Objective: To analyze the clinical characteristics of hereditary coagulation factor Ⅴ deficiency (FⅤD) and to improve the diagnosis and treatment ability of hereditary FⅤD. Methods: A total of 17 patients with hereditary FⅤD admitted to the Department of Hematology, Peking University People's Hospital from February 2013 to January 2018 were selected, and their clinical characteristics, laboratory examination, treatment and prognosis were retrospectively analyzed.

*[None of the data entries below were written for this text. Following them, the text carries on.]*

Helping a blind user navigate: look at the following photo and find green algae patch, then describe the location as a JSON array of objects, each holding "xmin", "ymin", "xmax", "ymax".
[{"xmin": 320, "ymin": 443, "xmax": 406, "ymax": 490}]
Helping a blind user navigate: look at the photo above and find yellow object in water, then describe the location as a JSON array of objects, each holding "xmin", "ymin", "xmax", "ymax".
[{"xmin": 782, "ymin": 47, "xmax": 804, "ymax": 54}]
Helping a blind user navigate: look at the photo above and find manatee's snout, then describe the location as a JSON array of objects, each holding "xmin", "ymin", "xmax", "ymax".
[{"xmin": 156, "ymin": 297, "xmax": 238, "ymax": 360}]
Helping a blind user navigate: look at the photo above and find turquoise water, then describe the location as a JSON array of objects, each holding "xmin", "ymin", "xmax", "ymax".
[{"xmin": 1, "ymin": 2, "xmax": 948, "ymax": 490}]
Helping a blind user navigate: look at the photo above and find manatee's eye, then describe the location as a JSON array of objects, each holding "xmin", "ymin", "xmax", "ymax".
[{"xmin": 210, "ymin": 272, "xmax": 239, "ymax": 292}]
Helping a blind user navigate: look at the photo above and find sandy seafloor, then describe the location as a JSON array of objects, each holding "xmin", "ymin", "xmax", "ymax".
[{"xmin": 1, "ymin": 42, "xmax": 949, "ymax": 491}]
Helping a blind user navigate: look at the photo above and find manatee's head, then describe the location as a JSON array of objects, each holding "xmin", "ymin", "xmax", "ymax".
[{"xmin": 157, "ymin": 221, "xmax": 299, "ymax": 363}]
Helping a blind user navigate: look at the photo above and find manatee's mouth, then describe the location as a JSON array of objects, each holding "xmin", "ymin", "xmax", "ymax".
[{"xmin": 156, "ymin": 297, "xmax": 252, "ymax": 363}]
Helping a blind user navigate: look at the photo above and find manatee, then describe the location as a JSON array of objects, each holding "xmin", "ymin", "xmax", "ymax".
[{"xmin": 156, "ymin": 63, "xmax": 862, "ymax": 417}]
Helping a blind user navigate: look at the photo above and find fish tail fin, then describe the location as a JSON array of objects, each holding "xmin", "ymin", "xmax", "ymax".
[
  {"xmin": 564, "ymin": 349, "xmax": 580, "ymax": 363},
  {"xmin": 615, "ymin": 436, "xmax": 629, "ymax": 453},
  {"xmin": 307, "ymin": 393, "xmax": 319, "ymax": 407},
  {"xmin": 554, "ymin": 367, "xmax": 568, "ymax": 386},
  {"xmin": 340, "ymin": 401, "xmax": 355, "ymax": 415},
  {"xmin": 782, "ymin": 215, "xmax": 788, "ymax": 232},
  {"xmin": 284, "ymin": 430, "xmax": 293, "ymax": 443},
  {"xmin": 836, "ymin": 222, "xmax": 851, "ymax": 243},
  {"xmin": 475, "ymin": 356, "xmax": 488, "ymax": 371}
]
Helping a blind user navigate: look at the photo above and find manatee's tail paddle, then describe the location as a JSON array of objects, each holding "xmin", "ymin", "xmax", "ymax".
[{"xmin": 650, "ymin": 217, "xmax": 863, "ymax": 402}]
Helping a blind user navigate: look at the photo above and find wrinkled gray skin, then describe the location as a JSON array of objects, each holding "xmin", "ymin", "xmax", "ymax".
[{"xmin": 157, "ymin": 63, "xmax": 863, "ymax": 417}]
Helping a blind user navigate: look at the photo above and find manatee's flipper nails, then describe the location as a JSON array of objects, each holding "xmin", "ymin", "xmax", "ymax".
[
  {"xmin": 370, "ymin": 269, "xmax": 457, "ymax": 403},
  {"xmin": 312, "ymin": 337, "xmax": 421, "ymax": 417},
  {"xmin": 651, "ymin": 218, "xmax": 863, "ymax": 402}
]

Results: There were 9 males and 8 females patients with FⅤD, the median age was 36 (1-72 ) years. The median age of men was 39 (1-72)years, and the median age of women was 33 (8-56)years. There was no significant difference between them (P=0.793). The median prothrombin time(PT) and activated partial thromboplastin time(APTT) values were 21.0(13.0-39.6) s and 54.6(38.2-121.2) s, and the median level of plasma FⅤ was 8.2% (0.9%-39%). Thirteen cases (13/17) were mild, 3 cases (3/17) were moderate, and only 1 case (1/17) was severe according to the FⅤ level. Five cases (5/17) had bleeding, including 3 cases with skin ecchymosis, 1 case with vaginal bleeding, and 1 case with gastrointestinal bleeding. According to the severity of bleeding, 1 case (1/17) had severe bleeding, and the other 4 cases (4/17) were mild bleeding. Conclusions: Patients with hereditary FⅤD either have or do not have bleeding symptoms, with prolonged PT and APTT and decreased plasma of FⅤ activity. There is no need for treatment for those without bleeding symptoms. Fresh frozen plasma is the first choice for patients who have bleeding, and the overall prognosis is good.